Ecosyste.ms: Awesome

An open API service indexing awesome lists of open source software.

Awesome Lists | Featured Topics | Projects

https://github.com/realvnf/coord-sim

Lightweight flow-level simulator for inter-node network and service coordination (e.g., in cloud/edge computing or NFV).
https://github.com/realvnf/coord-sim

coordination edge-computing flow load-balancing network networkx nfv openai-gym placement python scaling scheduling simpy simulation simulator

Last synced: 2 months ago
JSON representation

Lightweight flow-level simulator for inter-node network and service coordination (e.g., in cloud/edge computing or NFV).

Awesome Lists containing this project

README

        

[![Build Status](https://travis-ci.com/RealVNF/coord-sim.svg?branch=master)](https://travis-ci.com/RealVNF/coord-sim)
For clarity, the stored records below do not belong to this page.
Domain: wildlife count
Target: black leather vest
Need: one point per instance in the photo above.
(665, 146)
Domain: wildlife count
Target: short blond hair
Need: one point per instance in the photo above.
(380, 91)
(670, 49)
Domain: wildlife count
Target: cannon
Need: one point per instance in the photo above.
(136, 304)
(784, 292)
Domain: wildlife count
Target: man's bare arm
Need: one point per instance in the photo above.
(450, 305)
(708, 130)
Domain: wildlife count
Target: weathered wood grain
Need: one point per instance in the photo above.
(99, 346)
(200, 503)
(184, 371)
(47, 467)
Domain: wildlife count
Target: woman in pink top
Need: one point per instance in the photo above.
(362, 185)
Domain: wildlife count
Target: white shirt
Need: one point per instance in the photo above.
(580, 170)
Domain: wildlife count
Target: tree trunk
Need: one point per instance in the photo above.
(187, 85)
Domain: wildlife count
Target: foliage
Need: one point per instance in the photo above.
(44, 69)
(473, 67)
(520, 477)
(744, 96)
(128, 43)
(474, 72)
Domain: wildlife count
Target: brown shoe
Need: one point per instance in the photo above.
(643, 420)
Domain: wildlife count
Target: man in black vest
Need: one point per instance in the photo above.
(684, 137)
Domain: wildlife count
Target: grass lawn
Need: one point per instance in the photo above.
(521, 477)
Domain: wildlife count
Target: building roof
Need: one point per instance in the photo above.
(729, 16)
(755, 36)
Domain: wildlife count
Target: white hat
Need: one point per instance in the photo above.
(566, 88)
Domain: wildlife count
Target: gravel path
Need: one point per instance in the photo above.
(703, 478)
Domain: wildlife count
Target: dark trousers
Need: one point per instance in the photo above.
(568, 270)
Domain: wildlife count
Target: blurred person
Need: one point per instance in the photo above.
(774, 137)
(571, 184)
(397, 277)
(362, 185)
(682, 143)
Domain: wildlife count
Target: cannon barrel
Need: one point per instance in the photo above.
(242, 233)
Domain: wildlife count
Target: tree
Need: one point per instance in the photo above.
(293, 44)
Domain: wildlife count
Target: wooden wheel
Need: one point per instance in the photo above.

# Simulation: Inter-node service coordination and flow scheduling

Simulate flow-level, inter-node network coordination including scaling and placement of services and scheduling/balancing traffic between them.

**Features**:

- Simulate any given network topology with arbitrary node and link capacities and link delays
- Simulate any given network service consisting of linearly chained SFs/VNFs
- VNFs can specify arbitrary resource consumption as function of their load using Python modules. Also VNF delay can be specified individually and may be normally distributed.
- Simulate network traffic in the form of flow arrivals at various ingress nodes with varying arrival rate, flow length, volume, etc according to stochastic distributions
- Simple and clear interface to run algorithms for scaling, placement, and scheduling/load balancing of these incoming flows across the nodes in the network. Coordination within each node is out of scope.
- Interface allows easy integration with OpenAI Gym to enable training and evaluating reinforcement learning algorithms
- Collection of metrics like successful/dropped flows, end-to-end delay, resource consumption, etc over time. Easily extensible.
- Discrete event simulation to evaluate coordination over time with SimPy
- Graceful adjustment of placements: When VNFs are removed from a placement by an algorithm. Currently processing flows are allowed to finish processing before the VNF is completely removed (see PR [#78](https://github.com/RealVNF/coordination-simulation/pull/78) and [#81](https://github.com/RealVNF/coordination-simulation/pull/81)).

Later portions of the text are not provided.